The members of the Peltigeraceae have a thick upper cortex of plectenchyma and in some cases strengthening veins, and long rhizinae on the lower side. Some of the species attain a large size, and, in some, soredia are formed, an evidence of advance, this being a peculiarly lichenoid form of reproduction.
The Stictaceae form a parallel but more highly organized family, which also includes closely related bright-green and blue-green series. They are all dorsiventral, but they are mostly attached by a single hold-fast and the lobes in some species suggest the fruticose type in their long narrow form. A wide cortex of plectenchyma protects both the upper and the lower surface and a felt of hairs replaces the rhizinae of other foliose lichens. In the genus Sticta (including the section Stictina) special aeration organs, cyphellae or pseudocyphellae, are provided; in Lobaria these are replaced by naked areas which serve the same purpose.

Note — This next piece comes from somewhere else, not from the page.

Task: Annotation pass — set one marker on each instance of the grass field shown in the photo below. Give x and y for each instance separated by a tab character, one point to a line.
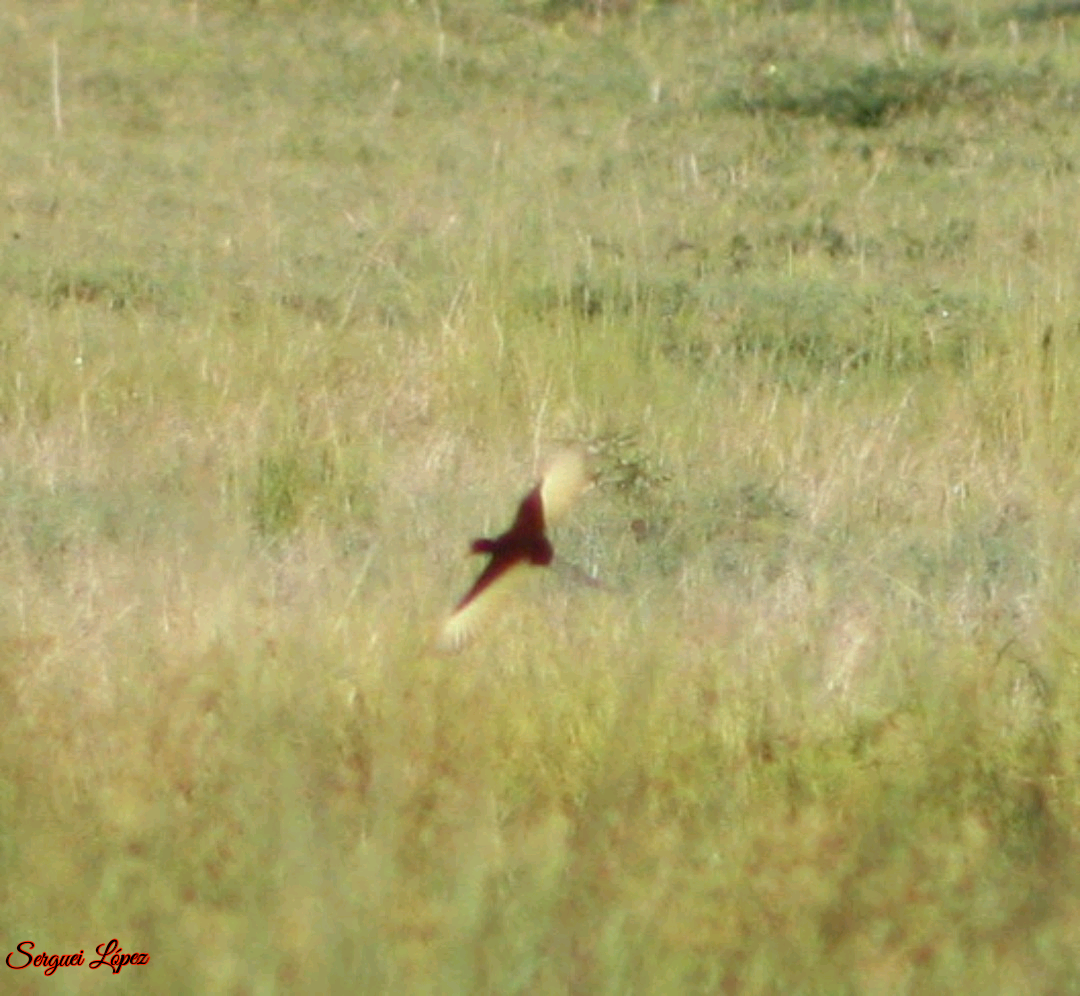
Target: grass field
294	299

Nylander[1002] regarded the Stictaceae as the most highly developed of all lichens, and they easily take a high place among dorsiventral forms, but it is generally conceded that the fruticose type is the more highly organized. In any case they are the highest reach of the phylum or phyla that started with Pyrenopsidaceae and Collemaceae; the lowly gelatinous thalli changing to more elaborate structures with the abandonment of the gelatinous algal sheath, as in the Pannariaceae, and with the replacement of blue-green by bright-green gonidia. Reinke[1003], considers the Stictaceae as evolved from the Pannariaceae more directly from the genus Massalongia. Their relationship is certainly with Pannariaceae and Peltigeraceae rather than with Parmeliaceae; these latter, as we shall see, belong to a wholly different series.